I watched the spectacle of this particular Creative Writing department from fairly close range, and there _were_ some faculty who wrote genuinely interesting stories that didn't all circle around despair. But there wasn't any room for laughter, unless you were simultaneously aiming for the poignant side of absurd.
This isn't to damn all literature that strives to tell us About Ourselves, but there should be room for literature that simply tells a story, spins a yarn, or sets up a truly phenomenal pun....
Irony: college professors killing the creativity in creative writing classes :)
Rhet- Well, beautifully on-cue, my friend! No, I agree with your assessment of the tone during this time.
And I honestly think if the approach had been more of a, "Well, you like THIS about writing, so here's a great literary example of that you might enjoy," we would all have gotten much farther with less sense of being left in a literary wilderness without breadcrumbs.
Chat Blanc- Heh, yes, indeed. Can you smell the irony? :)

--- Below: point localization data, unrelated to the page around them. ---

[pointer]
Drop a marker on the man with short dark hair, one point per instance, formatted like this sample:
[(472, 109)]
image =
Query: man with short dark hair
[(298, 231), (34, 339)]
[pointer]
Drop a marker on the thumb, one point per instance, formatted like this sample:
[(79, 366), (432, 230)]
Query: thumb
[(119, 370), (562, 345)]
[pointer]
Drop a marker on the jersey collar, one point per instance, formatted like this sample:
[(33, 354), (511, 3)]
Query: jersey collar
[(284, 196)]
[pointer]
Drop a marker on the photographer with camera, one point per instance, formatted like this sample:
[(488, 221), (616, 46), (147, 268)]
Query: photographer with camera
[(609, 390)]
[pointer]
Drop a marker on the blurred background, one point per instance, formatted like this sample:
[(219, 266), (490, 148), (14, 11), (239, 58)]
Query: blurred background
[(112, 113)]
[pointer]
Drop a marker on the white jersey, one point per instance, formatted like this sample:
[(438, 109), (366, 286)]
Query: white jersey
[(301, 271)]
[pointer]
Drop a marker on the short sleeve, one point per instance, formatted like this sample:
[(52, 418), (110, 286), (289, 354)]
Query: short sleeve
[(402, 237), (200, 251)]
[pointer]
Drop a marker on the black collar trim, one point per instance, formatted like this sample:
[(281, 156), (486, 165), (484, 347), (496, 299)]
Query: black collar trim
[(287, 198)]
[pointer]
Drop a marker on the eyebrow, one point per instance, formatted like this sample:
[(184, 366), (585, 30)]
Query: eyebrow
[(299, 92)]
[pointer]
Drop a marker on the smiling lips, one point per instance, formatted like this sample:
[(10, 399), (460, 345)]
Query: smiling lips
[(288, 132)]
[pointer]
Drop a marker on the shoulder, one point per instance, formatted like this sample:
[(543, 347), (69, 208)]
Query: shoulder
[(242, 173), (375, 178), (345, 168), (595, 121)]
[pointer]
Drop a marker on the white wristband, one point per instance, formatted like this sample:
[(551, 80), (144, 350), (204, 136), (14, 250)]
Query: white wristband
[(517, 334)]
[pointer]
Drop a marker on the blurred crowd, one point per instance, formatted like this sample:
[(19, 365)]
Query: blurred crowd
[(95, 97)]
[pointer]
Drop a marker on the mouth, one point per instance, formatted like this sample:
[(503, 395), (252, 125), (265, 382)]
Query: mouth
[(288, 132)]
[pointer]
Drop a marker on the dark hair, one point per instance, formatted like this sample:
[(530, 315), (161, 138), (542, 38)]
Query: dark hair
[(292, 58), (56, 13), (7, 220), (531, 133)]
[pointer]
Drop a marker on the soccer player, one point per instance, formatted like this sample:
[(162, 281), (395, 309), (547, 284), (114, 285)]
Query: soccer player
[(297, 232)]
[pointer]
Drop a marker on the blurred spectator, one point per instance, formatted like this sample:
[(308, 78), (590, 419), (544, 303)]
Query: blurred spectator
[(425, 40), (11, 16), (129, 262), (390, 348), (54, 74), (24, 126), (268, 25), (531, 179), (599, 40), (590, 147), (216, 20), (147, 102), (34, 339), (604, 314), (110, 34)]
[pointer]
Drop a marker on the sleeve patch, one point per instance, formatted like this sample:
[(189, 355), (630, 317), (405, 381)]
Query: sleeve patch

I had a music appreciation class that was like that. I was into hair bands at the time and apparently the instructor just assumed that was all I listened to. IN my whole life. Anyway there was some song we were supposed to critique (Field of Sheep, a religious based piece). I told him that I liked the piece until they started singing and thought that it ruined the whole thing. You would have thought I'd announced that the Devil was taking over the world for the look he gave me. I still stand by that critique by the way. I liked that whole piece until the annoying singing started. Chalk it up to a piano teacher who had the technical side of playing the piano down but didn't have the soul. Utterly destroyed Man From Snowy River. I still haven't forgiven her. :(
Chyna- Heh, I can imagine what the facial expression must have been. Teaching isn't easy, but I think some teachers forget when they illicit your opinion on things, it might not coincide with what they believe themselves. It's always an adventure. :)
Best part was that he argued with me for most of the class period that day about this song. Hey if ask for opinions you should be prepared to get one, like it or not. ;) i don't think he knew who he was messing with, we had a barricuda of a music teacher in high school. I was already quite well versed in what and why's. And sometimes you just don't like it and there is no real astronomical reason why not. You just simply don't like it. Case closed. LOL
Chyna- It reminds me of a professor who showed us surrealist painting, and then when we liked it, he was disappointed. I think we were supposed to say it was tripe. :)
This reminds me of a writing group I attended here. Just the once... Someone wrote a beautiful piece and it was torn to shreds by inane pointless comments "Why was the milkshake strawberry? What's the reason?"
Idiots.
As a reader of yours I am SOOOOOOOO glad you didn't go the Hemingway route.